On a Saturday night, a few weeks back, my husband and I sat down to watch the movie “Loving.” For those of you who have not seen it, it’s a beautiful film about an interracial couple in the 1950s. Their state of Virginia does not allow interracial marriage and as a result they face all sorts of racism and prosecution.
“You know that would have been us,” my husband said to me. Although in my head I knew he was right, my heart was someplace else. I suppose I’ve taken for granted our Twenty First Century romance. I rarely see race when I look at my husband and I know he feels the same. In fact, the only time I think about race at all is when it comes to raising our children.
One of the very first texts that I received from my husband was a video of his parents salsa dancing. My in-laws were both born in Ecuador and take great pride in their Spanish heritage. My husband also took great pride in showing me that video which was very endearing! I was moved by how his large family was so close and did things like dance together! I grew up in a very small, very reserved family. (Us Scandinavians aren’t known for our warmth…or our salsa!). So, I found myself drawn to his family’s vibrant culture!
When our twins were born, we knew that we wanted them exposed to their Spanish heritage as much as possible. We are blessed to have my Mother-In-Law watch them two days a week and speak to them exclusively in Spanish. From day one they have heard both Spanish and English spoken in our household. When our babies became toddlers, and started yelling at us in Spanish, we realized they really were bilingual!! “Mas” (which means more) is probably the most commonly used word in our house. When they are thirsty they demand “agua.” They know how to count in Spanish and know the words for most colors and animals. In fact, each day they teach me something new!
The Spanish language is just the tip of the iceberg. My In-laws have exposed our kids to Spanish cuisine such as empanadas and plantains. (My cuisine growing up consisted mostly of chicken nuggets and mac and cheese!). They salsa dance with the twins to Latin music almost every Sunday morning. And when we attend large family events with my husband’s family the twins get to see a diverse group of people, Hispanic, White, Asian, African American, all related by marriage and commingling in love.

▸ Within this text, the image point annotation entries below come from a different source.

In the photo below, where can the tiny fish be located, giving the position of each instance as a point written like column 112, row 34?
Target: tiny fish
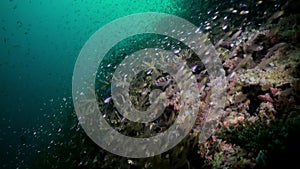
column 107, row 99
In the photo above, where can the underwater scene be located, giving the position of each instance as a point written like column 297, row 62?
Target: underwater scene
column 149, row 84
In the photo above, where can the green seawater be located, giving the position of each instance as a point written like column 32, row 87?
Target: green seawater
column 40, row 41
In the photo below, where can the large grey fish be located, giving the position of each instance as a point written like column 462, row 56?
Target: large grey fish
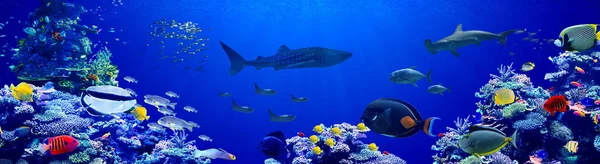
column 280, row 118
column 462, row 38
column 408, row 76
column 261, row 91
column 286, row 58
column 174, row 123
column 243, row 109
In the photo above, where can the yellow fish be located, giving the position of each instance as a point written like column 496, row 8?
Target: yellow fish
column 372, row 147
column 329, row 142
column 336, row 131
column 318, row 129
column 504, row 96
column 313, row 139
column 139, row 113
column 22, row 92
column 317, row 150
column 571, row 146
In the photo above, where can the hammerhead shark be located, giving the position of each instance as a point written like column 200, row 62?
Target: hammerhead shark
column 462, row 38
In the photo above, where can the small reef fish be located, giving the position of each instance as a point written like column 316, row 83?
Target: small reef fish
column 260, row 91
column 409, row 76
column 224, row 94
column 462, row 38
column 438, row 89
column 578, row 37
column 286, row 58
column 106, row 99
column 139, row 113
column 298, row 99
column 273, row 146
column 483, row 140
column 58, row 145
column 572, row 146
column 130, row 79
column 504, row 96
column 395, row 118
column 576, row 84
column 317, row 150
column 214, row 154
column 314, row 139
column 172, row 94
column 280, row 118
column 527, row 67
column 243, row 109
column 23, row 92
column 557, row 103
column 372, row 147
column 579, row 69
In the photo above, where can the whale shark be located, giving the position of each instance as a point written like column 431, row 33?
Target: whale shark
column 286, row 58
column 462, row 38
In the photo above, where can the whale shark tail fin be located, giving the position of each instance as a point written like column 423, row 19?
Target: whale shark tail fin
column 503, row 36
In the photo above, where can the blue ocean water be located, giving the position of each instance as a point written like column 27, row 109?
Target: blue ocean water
column 382, row 35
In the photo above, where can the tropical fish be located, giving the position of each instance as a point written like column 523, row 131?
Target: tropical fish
column 58, row 145
column 438, row 89
column 395, row 118
column 578, row 37
column 280, row 118
column 22, row 92
column 483, row 140
column 409, row 76
column 106, row 99
column 462, row 38
column 213, row 153
column 372, row 147
column 273, row 146
column 579, row 69
column 298, row 99
column 286, row 58
column 572, row 146
column 504, row 96
column 314, row 139
column 243, row 109
column 260, row 91
column 317, row 150
column 527, row 67
column 557, row 103
column 139, row 112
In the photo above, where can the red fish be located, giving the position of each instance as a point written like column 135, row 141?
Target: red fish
column 556, row 103
column 59, row 144
column 441, row 135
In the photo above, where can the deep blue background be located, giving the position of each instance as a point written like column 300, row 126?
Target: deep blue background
column 383, row 36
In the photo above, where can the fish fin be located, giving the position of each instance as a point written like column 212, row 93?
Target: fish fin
column 458, row 29
column 428, row 125
column 236, row 60
column 407, row 122
column 502, row 36
column 430, row 47
column 283, row 49
column 428, row 76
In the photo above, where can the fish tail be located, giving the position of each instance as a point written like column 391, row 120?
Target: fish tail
column 428, row 76
column 428, row 124
column 236, row 60
column 503, row 35
column 429, row 46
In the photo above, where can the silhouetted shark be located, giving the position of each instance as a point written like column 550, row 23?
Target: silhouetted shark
column 286, row 58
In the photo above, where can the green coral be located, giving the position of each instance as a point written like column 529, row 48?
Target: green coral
column 513, row 110
column 80, row 157
column 471, row 160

My husband and I have never faced any sort of discrimination as a mixed-race couple: in fact, we see our pairing as the best of both worlds! Introducing our children to our diverse backgrounds is very important to us. To the twins, living in a bilingual household is all they know. In today’s world, knowing two languages is a great advantage! Maybe one day, when they’re older, they’ll appreciate the gift they have been given. We also hope growing up bi-racial gives them a sense of empathy towards those who may not look like them or sound like them. And isn’t that all we can hope for, raising kids who are kind?